Department of Radiology and Biomedical Imaging, University of California, San Francisco, San Francisco, California, USA.
MS in Analytics Program, University of San Francisco, San Francisco, California, USA.
Neuro Oncol. 2022 Apr 1;24(4):639-652. doi: 10.1093/neuonc/noab238.
Diagnostic classification of diffuse gliomas now requires an assessment of molecular features, often including IDH-mutation and 1p19q-codeletion status. Because genetic testing requires an invasive process, an alternative noninvasive approach is attractive, particularly if resection is not recommended. The goal of this study was to evaluate the effects of training strategy and incorporation of biologically relevant images on predicting genetic subtypes with deep learning.

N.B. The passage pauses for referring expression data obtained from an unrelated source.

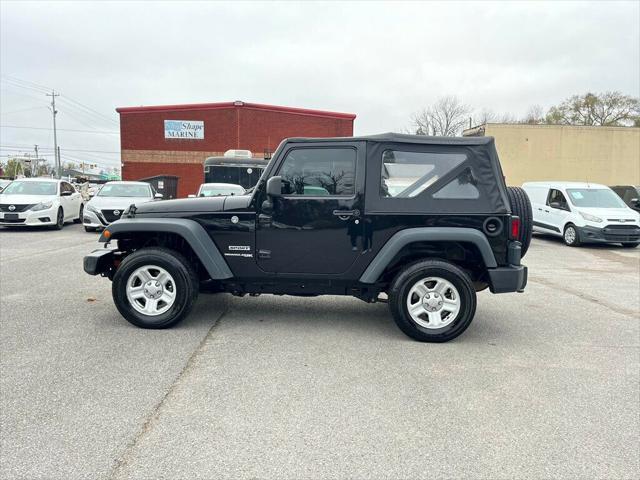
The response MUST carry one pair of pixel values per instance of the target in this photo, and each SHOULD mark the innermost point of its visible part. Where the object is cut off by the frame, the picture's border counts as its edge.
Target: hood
(120, 203)
(206, 204)
(610, 214)
(25, 199)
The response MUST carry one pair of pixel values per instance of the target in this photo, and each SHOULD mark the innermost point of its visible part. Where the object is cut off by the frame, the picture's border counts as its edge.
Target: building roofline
(236, 104)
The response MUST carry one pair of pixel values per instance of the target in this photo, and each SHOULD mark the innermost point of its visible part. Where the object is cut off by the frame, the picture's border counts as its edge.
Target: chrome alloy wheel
(570, 235)
(433, 302)
(151, 290)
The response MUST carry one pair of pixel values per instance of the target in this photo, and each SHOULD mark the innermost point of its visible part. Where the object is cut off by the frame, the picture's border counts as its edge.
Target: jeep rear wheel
(521, 206)
(155, 288)
(432, 301)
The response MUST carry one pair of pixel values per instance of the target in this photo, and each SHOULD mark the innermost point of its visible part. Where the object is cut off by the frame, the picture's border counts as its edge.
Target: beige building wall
(607, 155)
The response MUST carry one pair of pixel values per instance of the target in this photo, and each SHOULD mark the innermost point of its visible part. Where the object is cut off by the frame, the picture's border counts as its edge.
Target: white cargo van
(582, 213)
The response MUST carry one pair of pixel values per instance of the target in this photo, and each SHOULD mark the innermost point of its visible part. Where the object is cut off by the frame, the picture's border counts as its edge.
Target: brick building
(175, 140)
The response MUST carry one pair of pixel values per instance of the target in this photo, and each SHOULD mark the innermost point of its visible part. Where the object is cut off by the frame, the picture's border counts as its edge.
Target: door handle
(345, 214)
(264, 219)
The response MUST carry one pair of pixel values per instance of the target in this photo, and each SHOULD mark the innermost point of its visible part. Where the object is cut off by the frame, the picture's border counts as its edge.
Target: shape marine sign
(184, 129)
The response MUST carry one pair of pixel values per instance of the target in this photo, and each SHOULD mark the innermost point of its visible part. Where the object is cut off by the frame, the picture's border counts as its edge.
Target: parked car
(112, 200)
(218, 189)
(583, 213)
(40, 201)
(630, 194)
(426, 248)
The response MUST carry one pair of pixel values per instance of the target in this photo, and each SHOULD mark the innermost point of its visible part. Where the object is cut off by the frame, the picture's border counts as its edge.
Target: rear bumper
(507, 279)
(98, 262)
(609, 234)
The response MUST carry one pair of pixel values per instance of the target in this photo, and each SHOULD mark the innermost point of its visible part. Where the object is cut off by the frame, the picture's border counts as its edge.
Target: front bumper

Our dataset consisted of 384 patients with newly diagnosed gliomas who underwent preoperative MRI with standard anatomical and diffusion-weighted imaging, and 147 patients from an external cohort with anatomical imaging. Using tissue samples acquired during surgery, each glioma was classified into IDH-wildtype (IDHwt), IDH-mutant/1p19q-noncodeleted (IDHmut-intact), and IDH-mutant/1p19q-codeleted (IDHmut-codel) subgroups. After optimizing training parameters, top performing convolutional neural network (CNN) classifiers were trained, validated, and tested using combinations of anatomical and diffusion MRI with either a 3-class or tiered structure. Generalization to an external cohort was assessed using anatomical imaging models.
The best model used a 3-class CNN containing diffusion-weighted imaging as an input, achieving 85.7% (95% CI: [77.1, 100]) overall test accuracy and correctly classifying 95.2%, 88.9%, 60.0% of the IDHwt, IDHmut-intact, and IDHmut-codel tumors. In general, 3-class models outperformed tiered approaches by 13.5%-17.5%, and models that included diffusion-weighted imaging were 5%-8.8% more accurate than those that used only anatomical imaging.
Training a classifier to predict both IDH-mutation and 1p19q-codeletion status outperformed a tiered structure that first predicted IDH-mutation, then 1p19q-codeletion. Including apparent diffusion coefficient (ADC), a surrogate marker of cellularity, more accurately captured differences between subgroups.
弥漫性神经胶质瘤的诊断分类现在需要评估分子特征,通常包括 IDH 突变和 1p19q 缺失状态。由于基因检测需要一种侵入性的过程,因此一种替代的非侵入性方法很有吸引力,特别是如果不建议进行切除。本研究的目的是评估训练策略和纳入生物学相关图像对使用深度学习预测遗传亚型的影响。
我们的数据集包括 384 名新诊断为神经胶质瘤的患者,他们接受了术前 MRI 检查,包括标准解剖和弥散加权成像,以及来自外部队列的 147 名患者,这些患者仅接受了解剖成像检查。使用手术期间获得的组织样本,将每个神经胶质瘤分为 IDH 野生型(IDHwt)、IDH 突变/1p19q 非缺失(IDHmut-intact)和 IDH 突变/1p19q 缺失(IDHmut-codel)亚组。在优化训练参数后,使用解剖和弥散 MRI 的组合,使用 3 类或分层结构训练、验证和测试表现最佳的卷积神经网络(CNN)分类器。使用解剖成像模型评估对外部队列的泛化能力。
最佳模型使用包含弥散加权成像的 3 类 CNN,总测试准确率为 85.7%(95%CI:[77.1, 100]),正确分类 IDHwt、IDHmut-intact 和 IDHmut-codel 肿瘤的比例分别为 95.2%、88.9%和 60.0%。一般来说,3 类模型比分层方法的准确率高出 13.5%-17.5%,而包含弥散加权成像的模型比仅使用解剖成像的模型准确率高出 5%-8.8%。
训练一个分类器来预测 IDH 突变和 1p19q 缺失状态的性能优于首先预测 IDH 突变,然后预测 1p19q 缺失状态的分层结构。包括表观扩散系数(ADC),这是细胞密度的替代标志物,更准确地捕捉了亚组之间的差异。